ReplyDeleteAs the party fills up, its time for thieves and bards and artificers. It's hard, since beginning players might not wanna fiddle with gadgets or spells, but a spare thief waiting for a player might not be a bad idea.
Threatening them isn't really a concern, but "here's a more complex character type who must be carefully played to have real value" is not an ideal way to start someone off. That's why I have a knight ready to go, not a Swashbuckler (depends on tactical positioning), Thief (depends on loving the niche), Bard (depends on special powers that take some time to learn), and so on. That's for the later sessions, if the new player likes the game - and a Knight lets you take an active role without being squishy.
DeleteRapier through my heart!

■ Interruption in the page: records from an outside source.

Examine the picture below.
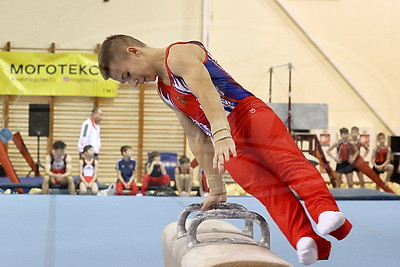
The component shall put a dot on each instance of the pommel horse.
(210, 242)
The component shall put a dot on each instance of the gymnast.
(229, 128)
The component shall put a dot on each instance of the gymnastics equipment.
(5, 135)
(19, 143)
(205, 241)
(315, 149)
(8, 168)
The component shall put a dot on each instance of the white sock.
(307, 250)
(329, 221)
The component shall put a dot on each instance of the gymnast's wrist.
(215, 184)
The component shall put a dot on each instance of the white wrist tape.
(215, 184)
(220, 130)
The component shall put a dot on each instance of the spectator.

I gotta start trying to make it to more sessions, it's like little Galoob doesn't even exist.... ;)
ReplyDeleteDon't know if it is Women's Day (not even sure if you celebrate it in the States) but recently the same subject has surfaced in another blog I follow:
ReplyDeletehttp://ortodelgrognard.blogspot.it/2014/03/d-e-l8-marzo-come-coniugare-latavico.html
Leave behind stereotypes, female gamers come in great variety!
I love that it's "orto del" and I'm "Dell'Orto."
Delete:D
DeleteI think it boils down to a general question: what you are here for?
ReplyDeleteI remember a guy who came to make his wife happy. When he was there - and he often failed to show up - he was the contrary of happy, and it showed. It was no pleasure to do the thing we did with him around.
I, on my part, had come there because a friend had invited me. But I already knew I liked the thing, and my friend knew my tastes, and I trusted my friend's judgement. So, while I went there because of that friend, I did enjoy what we did for what it was, and I hope the others also enjoyed doing it together with me.
Note I said it might be a general rule... and indeed the experience I'm talking about was not role-playing, it was choir singing! The principle is the same.
Playing with someone who doesn't want to play is really a downer. In any activity, it really helps if everyone is enthusiastic.